Et le roi Salomon poursuit en disant qu’il est rare d’en trouver. Effectivement, avec la définition que l’on vient de donner, cela paraît inatteignable comme standard. Et pourtant, quelques versets plus tard, il va nous dire : “Beaucoup de femmes sont vertueuses (‘Hayil)” [6]. N’est-ce pas contradictoire ?

En fait, le Malbim explique que la femme vertueuse ne peut pas être trouvée... par hasard [7]. C’est-à-dire qu’être une femme vertueuse, ce n’est pas un hasard, ou un caractère déjà préétabli. Autrement dit, on ne naît pas Echet ‘Hayil, on le devient… Et c’est un travail de tous les jours ! La femme vertueuse, c’est celle qui s’efforce quotidiennement à se réaliser avec les moyens qui sont les siens, sans jamais se décourager et en étant toujours fière d’être la partenaire d’Hachem dans tout ce qu’elle réalise.
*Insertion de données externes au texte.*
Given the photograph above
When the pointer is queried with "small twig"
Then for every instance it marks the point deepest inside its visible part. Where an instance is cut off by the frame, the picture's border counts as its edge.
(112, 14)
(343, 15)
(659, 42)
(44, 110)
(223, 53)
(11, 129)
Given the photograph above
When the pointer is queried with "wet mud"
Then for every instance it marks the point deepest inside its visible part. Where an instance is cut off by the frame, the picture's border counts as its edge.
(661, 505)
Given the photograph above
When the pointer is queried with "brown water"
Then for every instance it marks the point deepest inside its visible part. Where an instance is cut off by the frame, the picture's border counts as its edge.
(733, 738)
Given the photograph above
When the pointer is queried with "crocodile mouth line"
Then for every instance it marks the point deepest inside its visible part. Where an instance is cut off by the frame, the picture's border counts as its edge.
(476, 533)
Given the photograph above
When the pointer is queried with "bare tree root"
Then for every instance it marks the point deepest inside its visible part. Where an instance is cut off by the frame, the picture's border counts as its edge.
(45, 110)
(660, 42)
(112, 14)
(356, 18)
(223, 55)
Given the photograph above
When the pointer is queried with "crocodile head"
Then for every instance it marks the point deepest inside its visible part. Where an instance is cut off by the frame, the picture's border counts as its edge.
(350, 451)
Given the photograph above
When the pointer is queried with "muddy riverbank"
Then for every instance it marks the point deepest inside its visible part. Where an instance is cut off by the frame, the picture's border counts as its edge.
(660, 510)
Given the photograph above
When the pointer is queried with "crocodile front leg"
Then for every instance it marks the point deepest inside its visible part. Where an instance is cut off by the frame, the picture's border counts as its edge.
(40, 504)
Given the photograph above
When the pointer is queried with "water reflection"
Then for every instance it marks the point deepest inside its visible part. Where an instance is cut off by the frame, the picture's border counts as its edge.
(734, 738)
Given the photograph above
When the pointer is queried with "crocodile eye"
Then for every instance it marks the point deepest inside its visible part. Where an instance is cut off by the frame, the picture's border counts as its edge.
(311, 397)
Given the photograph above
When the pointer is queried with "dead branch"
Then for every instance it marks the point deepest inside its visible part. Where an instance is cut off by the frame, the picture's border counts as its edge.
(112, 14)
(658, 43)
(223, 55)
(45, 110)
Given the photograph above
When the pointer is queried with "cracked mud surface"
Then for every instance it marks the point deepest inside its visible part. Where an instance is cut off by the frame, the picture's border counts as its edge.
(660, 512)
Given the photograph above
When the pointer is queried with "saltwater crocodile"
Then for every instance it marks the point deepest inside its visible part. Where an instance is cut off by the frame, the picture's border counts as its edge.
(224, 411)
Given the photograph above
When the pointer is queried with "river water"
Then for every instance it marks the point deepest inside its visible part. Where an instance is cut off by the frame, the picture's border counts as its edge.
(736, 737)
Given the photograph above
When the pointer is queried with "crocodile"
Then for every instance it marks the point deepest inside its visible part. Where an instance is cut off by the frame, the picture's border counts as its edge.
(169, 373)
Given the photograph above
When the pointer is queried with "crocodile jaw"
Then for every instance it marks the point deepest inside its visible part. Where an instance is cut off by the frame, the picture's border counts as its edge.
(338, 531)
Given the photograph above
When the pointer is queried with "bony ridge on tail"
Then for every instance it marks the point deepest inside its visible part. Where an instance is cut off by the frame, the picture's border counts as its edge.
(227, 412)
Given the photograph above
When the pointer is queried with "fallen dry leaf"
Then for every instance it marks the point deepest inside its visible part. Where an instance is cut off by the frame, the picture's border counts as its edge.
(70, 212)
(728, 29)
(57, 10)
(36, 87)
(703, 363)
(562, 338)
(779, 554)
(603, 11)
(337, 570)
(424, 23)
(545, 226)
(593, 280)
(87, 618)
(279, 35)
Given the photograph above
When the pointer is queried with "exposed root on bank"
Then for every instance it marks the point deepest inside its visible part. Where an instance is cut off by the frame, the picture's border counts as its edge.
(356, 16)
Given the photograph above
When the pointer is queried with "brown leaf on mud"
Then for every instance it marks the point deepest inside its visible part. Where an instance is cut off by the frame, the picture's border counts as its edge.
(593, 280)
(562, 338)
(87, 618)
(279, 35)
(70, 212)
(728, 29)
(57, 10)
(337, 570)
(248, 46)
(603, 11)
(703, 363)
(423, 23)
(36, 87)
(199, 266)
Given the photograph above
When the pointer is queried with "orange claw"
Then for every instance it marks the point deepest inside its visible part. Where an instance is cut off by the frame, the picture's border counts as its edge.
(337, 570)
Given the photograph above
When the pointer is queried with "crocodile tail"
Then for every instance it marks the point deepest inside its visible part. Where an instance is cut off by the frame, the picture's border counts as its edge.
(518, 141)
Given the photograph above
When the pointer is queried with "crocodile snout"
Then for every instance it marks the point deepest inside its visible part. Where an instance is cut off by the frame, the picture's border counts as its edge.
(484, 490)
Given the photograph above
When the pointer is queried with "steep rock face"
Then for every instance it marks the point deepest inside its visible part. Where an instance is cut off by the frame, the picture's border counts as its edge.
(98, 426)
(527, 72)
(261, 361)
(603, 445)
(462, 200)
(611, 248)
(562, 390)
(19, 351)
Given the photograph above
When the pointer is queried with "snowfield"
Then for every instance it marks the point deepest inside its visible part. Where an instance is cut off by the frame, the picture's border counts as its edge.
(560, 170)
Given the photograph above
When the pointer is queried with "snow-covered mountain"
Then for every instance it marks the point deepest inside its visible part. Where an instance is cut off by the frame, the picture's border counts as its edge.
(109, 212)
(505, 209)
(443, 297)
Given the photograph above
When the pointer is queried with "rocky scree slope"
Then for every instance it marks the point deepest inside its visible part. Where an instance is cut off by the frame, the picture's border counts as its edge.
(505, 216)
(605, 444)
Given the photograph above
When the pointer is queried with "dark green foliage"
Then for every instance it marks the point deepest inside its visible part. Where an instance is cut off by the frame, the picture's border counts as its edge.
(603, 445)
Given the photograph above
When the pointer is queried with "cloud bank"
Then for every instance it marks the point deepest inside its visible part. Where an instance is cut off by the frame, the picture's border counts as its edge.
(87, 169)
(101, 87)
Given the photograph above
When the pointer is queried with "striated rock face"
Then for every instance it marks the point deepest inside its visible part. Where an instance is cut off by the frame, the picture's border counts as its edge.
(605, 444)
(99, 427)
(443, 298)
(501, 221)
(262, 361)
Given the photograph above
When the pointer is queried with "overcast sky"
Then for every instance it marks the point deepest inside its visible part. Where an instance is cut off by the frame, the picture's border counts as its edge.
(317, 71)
Et avec un tel état d’esprit… on ne pourra que réussir !

[1] Chémot (18,21)

[2] Chémot (18,21)

[3] Michlé (31,10)

[4] Pirké Avot (4,1)

[5] Selon, Wikipédia, une perle est “une création calcaire, de très grande valeur, fabriquée par les huîtres perlières. Quand un objet irritant passe à l'intérieur de la coquille, l'animal réagit en entourant l'objet d'une couche de carbonate de calcium : ce mélange est appelé du nacre”.